Consumption: food additive E551 may promote the development of celiac disease


Louise Garcia / Photo credit: CHRISTOPHE SIMON / AFP

According to the National Research Institute for Agriculture, Food and the Environment (INRAE), the additive E551, present in thousands of references (2,600), promotes gluten intolerance. It is present, for example, in instant soups, baby cereal preparations or even powdered foods such as cocoa.

It became a habit. More and more consumers are monitoring the ingredients on the back of ready meal boxes to sniff out additives often accused of being carcinogenic. And the National Research Institute for Agriculture, Food and the Environment (INRAE) warns of a new product, E551. It is present in thousands of references (2,600) and is believed to promote gluten intolerance.

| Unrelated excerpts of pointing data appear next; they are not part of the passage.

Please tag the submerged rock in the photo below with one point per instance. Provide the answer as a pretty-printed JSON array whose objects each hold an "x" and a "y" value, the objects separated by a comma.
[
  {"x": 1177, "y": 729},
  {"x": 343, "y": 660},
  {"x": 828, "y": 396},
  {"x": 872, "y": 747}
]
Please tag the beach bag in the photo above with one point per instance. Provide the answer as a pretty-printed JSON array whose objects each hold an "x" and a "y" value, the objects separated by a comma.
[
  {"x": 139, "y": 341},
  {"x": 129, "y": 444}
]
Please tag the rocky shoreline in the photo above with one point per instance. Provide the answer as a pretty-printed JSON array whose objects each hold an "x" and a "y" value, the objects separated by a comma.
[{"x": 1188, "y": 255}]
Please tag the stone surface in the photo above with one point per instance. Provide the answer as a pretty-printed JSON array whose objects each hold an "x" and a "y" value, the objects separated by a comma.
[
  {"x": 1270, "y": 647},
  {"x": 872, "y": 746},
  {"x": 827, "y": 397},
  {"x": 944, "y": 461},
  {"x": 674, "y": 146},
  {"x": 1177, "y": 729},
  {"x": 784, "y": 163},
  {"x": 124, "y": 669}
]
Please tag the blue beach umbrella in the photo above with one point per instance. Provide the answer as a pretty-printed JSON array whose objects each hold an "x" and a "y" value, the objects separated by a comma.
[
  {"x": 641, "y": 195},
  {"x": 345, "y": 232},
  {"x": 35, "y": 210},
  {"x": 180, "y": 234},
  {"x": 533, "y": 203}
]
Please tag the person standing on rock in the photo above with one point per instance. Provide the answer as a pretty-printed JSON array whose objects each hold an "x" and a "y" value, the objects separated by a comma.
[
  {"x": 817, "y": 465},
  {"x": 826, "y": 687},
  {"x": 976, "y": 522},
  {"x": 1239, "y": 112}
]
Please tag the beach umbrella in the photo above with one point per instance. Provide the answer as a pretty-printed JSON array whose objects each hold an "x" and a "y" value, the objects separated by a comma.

Block the establishment of tolerance

It is present, for example, in instant soups, baby cereal preparations or even powdered foods such as cocoa. This additive, E551, helps prevent the formation of lumps and, sometimes, does not even appear on the list of ingredients displayed on the product. However, its effects can be dangerous for our health. “Silicon dioxide 551 will be in direct interaction with the immune cells of our intestine. And this silica dioxide has the particularity of interacting with this immune cell, of blocking the establishment of tolerance to our food. inflammation follows and it is an area of ​​susceptibility to many pathologies”, explains Eric Houdeau, researcher in food toxicology at INRAE.

In mice, within three months of exposure, gluten intolerance appeared. Studies continue in humans and, in any case, researchers invite health authorities to look into this additive and its potential dangers for health.